What I've always hoped for is a solution (via Akubra or whatever) that
uses content model declarations to say "if the object is a preservation
master, store it in that (slow?) mapped storage over there; if it is a
delivery surrogate, store it in this (fast?) storage here; if it's a pdf
for an ETD put it somewhere else" etc - with all the different stores
mapped as managed data.
I'm with Adam - coping with external storage, we did it in our first
solution which was all external, is definitely a pain to be avoided
where possible; our version 2 is all managed but our biggest file
currently is about 600MB. External storage works just fine, it's the
workflow code you have to maintain to move the files around and keep
things synchronised that's the issue.
Richard
___________________________________________________________________
Richard Green
Consultant to Library & Learning Innovation, University of Hull
managing the Hydra in Hull and Hydra (Hull) Projects
http://hydra.hull.ac.uk
http://projecthydra.org
From: Aaron Collie [mailto:w.a.col...@gmail.com]
Sent: 06 March 2013 4:26 PM
To: Support and info exchange list for Fedora users.
Subject: Re: [fcrepo-user] Managed vs. External Storage
There was another discussion on this list (I believe) about E vs M
storage regarding large files like preservation masters. It made me
wonder how many people are actually managing preservation masters in
Fedora Commons (vs simply managing derivative dissemination files). The
files I am looking at (for example) are 800MB TIFF images (e.g. full
color newspaper scans, maps). We are still developing our solution, but
it involves internally managing the serving files and externally
managing/referencing the preservation masters.
I would love to hear more use cases for this type of application.
Specifically, how people are managing preservation masters--which are
really kind of our bread and butter as digital preservation-minded
people. Maybe I am overlooking something?
-Aaron
On Wed, Mar 6, 2013 at 9:56 AM, aj...@virginia.edu <aj...@virginia.edu>
wrote:
The limits on upload depend radically on your network design. Uploading
from a single node to itself, the limits may be in the several GBs.
Uploading across a limited network, maybe not so much.
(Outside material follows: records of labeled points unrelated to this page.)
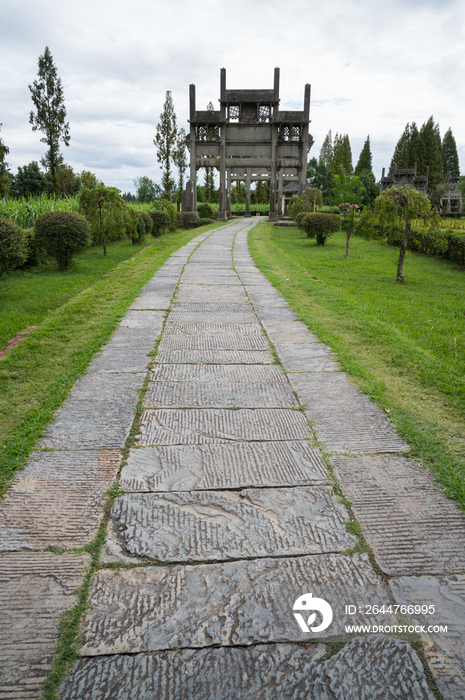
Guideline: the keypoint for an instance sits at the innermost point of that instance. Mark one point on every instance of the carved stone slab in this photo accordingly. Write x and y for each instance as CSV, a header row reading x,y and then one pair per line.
x,y
345,420
213,329
306,357
235,603
212,317
288,332
56,500
35,588
215,357
194,427
367,667
145,319
411,525
99,412
221,525
204,341
151,301
218,386
445,651
223,466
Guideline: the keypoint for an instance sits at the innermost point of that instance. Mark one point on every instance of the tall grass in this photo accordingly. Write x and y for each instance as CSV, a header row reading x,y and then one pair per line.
x,y
23,211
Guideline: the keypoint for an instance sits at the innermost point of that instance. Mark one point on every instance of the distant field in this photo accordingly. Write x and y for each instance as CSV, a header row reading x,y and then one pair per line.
x,y
403,344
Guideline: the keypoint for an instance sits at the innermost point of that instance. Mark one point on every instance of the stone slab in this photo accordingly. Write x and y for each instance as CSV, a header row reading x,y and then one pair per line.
x,y
306,357
373,666
223,466
289,332
98,413
144,319
204,341
228,604
411,525
151,301
218,386
345,420
194,427
223,525
213,329
445,652
215,357
57,499
35,588
212,317
270,313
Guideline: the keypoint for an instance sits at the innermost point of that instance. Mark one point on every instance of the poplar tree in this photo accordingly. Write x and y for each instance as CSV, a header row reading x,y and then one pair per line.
x,y
50,117
450,157
165,142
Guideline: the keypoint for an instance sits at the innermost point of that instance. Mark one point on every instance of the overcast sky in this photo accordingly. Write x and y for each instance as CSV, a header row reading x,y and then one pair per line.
x,y
373,67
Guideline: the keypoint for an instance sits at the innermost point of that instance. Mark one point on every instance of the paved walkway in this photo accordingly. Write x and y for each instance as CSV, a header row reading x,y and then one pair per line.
x,y
228,516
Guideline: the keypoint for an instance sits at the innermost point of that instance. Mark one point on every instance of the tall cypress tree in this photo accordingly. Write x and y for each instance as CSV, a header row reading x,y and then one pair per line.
x,y
165,141
450,157
47,96
365,159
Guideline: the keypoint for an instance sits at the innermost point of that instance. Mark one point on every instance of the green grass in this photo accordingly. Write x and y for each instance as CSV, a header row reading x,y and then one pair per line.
x,y
36,376
402,344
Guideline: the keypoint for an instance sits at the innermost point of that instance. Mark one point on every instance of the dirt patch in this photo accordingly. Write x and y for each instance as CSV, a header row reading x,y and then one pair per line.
x,y
19,337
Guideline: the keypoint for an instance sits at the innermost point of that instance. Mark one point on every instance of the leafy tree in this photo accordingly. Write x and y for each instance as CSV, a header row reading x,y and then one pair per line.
x,y
365,158
4,176
106,212
50,118
165,142
399,206
326,157
180,161
320,176
89,180
147,189
29,181
450,157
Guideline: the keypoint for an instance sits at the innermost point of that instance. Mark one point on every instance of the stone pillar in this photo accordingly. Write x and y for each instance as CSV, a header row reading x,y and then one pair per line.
x,y
247,191
280,193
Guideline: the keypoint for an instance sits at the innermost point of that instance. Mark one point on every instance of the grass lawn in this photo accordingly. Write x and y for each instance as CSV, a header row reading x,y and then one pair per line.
x,y
75,313
402,344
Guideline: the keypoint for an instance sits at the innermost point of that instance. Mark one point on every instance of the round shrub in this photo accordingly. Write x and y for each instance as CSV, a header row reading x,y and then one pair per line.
x,y
160,222
147,219
62,234
320,226
13,246
205,211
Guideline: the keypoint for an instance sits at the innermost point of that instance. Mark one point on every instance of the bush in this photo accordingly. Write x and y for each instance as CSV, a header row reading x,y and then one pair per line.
x,y
205,211
320,226
299,217
13,246
189,219
62,234
147,221
160,222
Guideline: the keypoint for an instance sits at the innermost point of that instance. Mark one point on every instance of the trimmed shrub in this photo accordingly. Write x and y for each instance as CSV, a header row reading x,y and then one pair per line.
x,y
147,221
320,226
13,246
189,219
62,234
160,222
205,211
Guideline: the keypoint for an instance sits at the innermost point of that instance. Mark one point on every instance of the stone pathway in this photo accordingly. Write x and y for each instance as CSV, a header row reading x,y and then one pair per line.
x,y
228,516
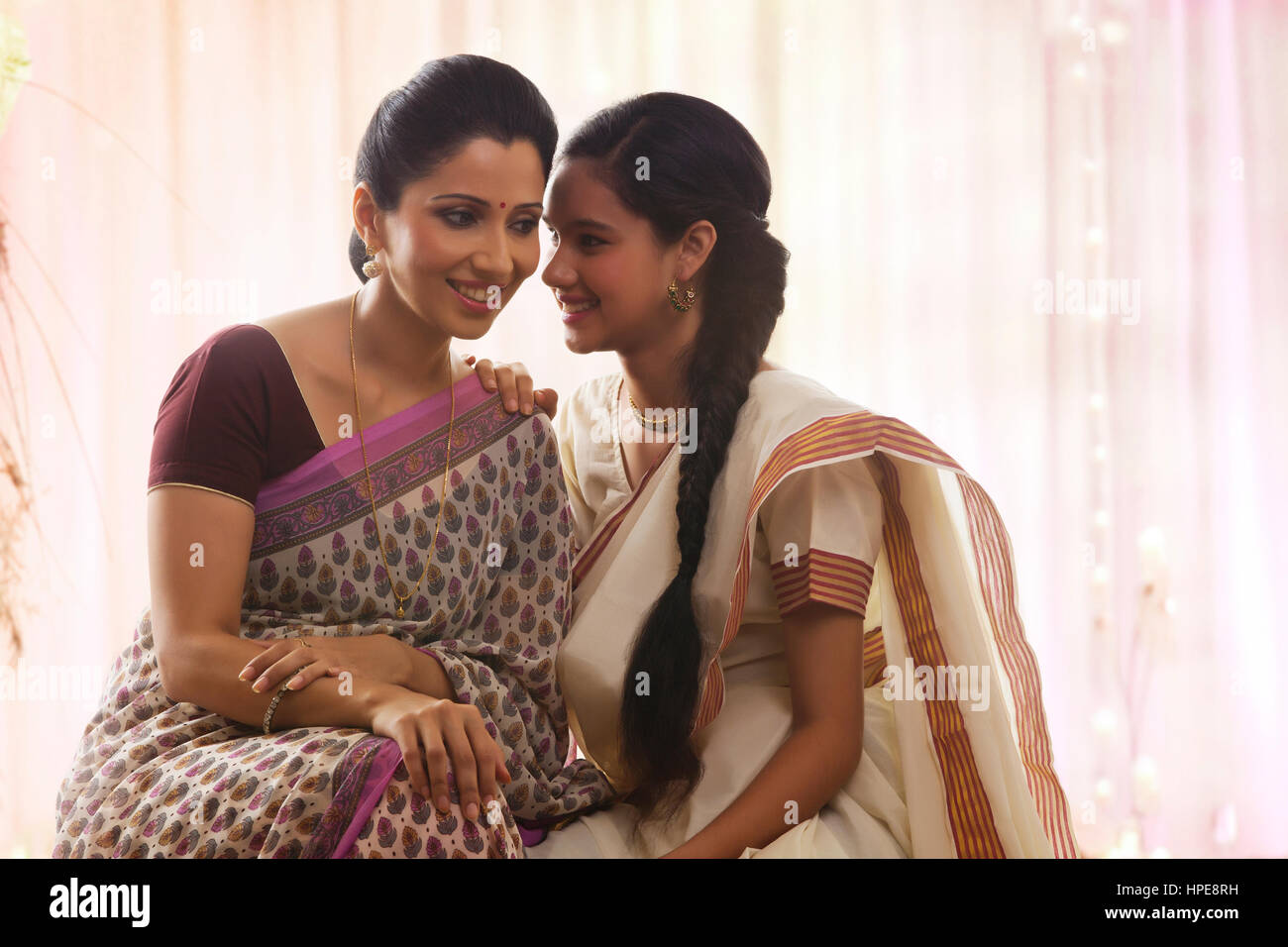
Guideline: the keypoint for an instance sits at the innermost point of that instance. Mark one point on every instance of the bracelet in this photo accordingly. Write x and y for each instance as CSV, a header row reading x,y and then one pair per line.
x,y
271,703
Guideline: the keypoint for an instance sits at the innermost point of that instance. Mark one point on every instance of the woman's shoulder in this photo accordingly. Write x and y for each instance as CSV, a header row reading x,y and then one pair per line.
x,y
777,392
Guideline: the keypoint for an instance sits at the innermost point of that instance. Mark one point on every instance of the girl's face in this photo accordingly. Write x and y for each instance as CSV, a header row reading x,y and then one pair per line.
x,y
606,269
463,239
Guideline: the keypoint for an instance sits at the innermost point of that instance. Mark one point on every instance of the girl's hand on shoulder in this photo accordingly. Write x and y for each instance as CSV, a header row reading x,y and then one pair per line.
x,y
376,657
514,382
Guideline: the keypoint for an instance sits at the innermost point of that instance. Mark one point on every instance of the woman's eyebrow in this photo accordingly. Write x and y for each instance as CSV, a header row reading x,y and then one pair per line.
x,y
480,200
589,223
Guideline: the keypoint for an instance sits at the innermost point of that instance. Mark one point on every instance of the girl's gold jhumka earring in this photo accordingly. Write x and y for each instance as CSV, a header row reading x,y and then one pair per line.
x,y
690,295
373,268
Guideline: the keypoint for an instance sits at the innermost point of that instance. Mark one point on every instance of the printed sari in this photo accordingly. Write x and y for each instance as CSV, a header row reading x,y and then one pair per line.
x,y
154,777
880,522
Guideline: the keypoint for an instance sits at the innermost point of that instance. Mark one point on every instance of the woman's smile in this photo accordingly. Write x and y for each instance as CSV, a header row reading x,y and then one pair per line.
x,y
576,308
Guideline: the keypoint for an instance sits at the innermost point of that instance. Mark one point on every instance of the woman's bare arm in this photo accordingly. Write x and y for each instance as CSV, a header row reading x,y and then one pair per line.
x,y
198,549
824,664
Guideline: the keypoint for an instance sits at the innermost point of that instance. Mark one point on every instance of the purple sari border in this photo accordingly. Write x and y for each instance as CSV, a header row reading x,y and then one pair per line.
x,y
344,458
412,466
380,772
361,780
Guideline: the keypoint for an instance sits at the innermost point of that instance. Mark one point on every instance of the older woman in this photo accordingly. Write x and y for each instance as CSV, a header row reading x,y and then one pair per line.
x,y
352,638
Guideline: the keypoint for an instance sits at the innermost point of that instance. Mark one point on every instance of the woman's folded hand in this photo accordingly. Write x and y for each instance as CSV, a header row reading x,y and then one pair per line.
x,y
433,732
307,657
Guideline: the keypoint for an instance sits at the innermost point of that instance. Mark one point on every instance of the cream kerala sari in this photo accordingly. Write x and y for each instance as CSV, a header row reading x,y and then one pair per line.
x,y
901,523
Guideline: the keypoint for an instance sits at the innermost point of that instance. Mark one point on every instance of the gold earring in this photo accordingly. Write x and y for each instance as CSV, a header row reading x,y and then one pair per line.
x,y
373,268
690,295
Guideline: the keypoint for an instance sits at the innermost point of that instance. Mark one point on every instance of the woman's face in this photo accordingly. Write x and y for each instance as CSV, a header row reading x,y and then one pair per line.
x,y
606,269
465,237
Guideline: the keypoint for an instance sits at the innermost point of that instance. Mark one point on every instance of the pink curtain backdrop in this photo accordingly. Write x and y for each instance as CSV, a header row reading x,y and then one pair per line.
x,y
957,183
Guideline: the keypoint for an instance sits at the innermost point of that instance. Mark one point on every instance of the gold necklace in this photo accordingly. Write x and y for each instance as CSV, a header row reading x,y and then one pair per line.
x,y
372,495
651,423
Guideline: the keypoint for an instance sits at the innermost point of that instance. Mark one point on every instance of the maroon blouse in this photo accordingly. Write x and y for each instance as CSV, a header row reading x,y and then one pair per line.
x,y
233,416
Fedora has no
inherent limitations on the upload process, but many other pieces of the
system probably will. Fedora will require a little more storage than the
actual size of binary content. That additional storage is rarely an
problem or even interesting to budget, unless you are creating a huge
number of tiny objects.
500k objects is not a large amount for a Fedora repository. What will
matter more is how large each is. How large are they, on average?
I want to emphasize what Justin said: "external datastreams are a...
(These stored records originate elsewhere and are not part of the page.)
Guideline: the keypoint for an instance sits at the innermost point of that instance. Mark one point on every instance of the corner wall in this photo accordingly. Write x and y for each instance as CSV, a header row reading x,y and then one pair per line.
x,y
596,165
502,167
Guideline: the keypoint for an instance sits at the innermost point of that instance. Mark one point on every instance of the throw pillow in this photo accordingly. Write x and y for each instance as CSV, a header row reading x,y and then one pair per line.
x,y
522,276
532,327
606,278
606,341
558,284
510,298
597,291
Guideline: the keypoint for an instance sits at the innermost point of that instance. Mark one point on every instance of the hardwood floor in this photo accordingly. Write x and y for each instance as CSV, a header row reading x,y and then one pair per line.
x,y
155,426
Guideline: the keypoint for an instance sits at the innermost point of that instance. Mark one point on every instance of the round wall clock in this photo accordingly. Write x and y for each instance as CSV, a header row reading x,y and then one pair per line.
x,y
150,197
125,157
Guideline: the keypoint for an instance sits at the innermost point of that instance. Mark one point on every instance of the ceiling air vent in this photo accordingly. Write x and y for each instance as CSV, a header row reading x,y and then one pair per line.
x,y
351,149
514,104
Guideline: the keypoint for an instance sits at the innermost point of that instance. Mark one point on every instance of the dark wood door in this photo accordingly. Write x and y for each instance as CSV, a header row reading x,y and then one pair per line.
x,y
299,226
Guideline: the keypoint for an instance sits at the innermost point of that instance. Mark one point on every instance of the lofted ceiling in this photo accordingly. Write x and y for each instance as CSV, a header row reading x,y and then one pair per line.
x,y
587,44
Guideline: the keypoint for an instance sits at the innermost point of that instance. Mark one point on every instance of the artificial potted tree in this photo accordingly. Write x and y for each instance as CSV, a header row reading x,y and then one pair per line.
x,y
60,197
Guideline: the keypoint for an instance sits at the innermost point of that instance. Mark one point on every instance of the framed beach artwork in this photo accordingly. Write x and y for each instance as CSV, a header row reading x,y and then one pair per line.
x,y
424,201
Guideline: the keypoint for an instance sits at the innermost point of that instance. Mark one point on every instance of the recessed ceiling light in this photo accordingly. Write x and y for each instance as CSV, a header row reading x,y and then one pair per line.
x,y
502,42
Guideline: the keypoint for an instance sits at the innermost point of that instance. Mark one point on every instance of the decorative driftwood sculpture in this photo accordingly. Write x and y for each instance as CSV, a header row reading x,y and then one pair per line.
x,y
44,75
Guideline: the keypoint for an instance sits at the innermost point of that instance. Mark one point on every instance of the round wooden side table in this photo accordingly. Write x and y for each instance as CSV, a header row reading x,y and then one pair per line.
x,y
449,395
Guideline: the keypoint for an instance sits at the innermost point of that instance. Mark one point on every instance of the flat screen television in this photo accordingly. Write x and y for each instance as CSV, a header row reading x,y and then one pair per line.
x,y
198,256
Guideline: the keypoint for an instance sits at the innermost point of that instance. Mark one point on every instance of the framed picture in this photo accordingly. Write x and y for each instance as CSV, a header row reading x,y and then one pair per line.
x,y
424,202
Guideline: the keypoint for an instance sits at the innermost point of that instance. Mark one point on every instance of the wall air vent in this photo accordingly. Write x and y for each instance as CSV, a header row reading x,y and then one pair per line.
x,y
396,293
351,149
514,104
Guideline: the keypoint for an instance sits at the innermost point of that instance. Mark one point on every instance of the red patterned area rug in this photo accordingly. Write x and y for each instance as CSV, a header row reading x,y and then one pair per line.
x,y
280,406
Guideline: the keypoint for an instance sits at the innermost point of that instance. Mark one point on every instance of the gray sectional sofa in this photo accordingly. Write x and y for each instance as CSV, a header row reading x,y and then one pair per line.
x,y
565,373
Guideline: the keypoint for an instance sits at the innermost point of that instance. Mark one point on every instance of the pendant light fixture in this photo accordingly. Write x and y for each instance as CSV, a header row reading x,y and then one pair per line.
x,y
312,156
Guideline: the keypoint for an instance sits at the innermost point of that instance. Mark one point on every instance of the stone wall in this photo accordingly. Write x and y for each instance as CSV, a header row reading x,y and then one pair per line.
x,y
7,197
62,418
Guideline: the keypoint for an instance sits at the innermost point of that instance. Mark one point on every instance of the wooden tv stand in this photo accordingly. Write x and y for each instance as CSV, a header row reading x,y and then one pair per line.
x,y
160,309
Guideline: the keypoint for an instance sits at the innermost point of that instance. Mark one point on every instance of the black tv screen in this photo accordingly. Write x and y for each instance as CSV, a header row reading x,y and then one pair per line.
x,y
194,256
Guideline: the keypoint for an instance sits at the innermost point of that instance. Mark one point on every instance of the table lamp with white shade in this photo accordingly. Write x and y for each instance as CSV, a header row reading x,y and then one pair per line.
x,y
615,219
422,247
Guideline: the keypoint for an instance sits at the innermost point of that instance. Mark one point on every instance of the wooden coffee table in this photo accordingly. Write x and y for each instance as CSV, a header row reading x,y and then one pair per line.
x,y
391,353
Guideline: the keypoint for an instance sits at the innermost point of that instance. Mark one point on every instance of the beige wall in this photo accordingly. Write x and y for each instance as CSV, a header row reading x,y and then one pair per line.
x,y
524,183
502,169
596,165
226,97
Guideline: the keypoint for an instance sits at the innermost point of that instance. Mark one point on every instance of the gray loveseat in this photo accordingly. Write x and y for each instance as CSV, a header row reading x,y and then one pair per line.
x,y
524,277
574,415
workaround for when you have no other choice." To my mind that's exactly
right.
---
A. Soroka
The University of Virginia Library
On Mar 6, 2013, at 9:40 AM, James, Eric wrote:
> Have any benchmarks been done regarding file size thresholds for
managed datastreams? I.E. how many MB/GB would break the upload process
or just be too slow to be practical? And are the other issues involved
(network, storage, etc).
>
> I'm dealing with 500k images on disk, and am considering either to
leave them where they are and use an external datastream to point to
them, or transfer them into a managed datastreams. There is also
another collection of large AV files in the GBs range which at this
point seem like external is the way to go.
>
> Thanks,
> Eric
> From: Justin Coyne [jus...@curationexperts.com]
> Sent: Monday, March 04, 2013 9:44 PM
> To: Support and info exchange list for Fedora users.
> Subject: Re: [fcrepo-user] Managed vs. External Storage
>
> I find that it's much easier to put all your objects within the Fedora
repository if you have the option. If you're storing externally, you
loose the ability to do automatic checksum validation and versioning.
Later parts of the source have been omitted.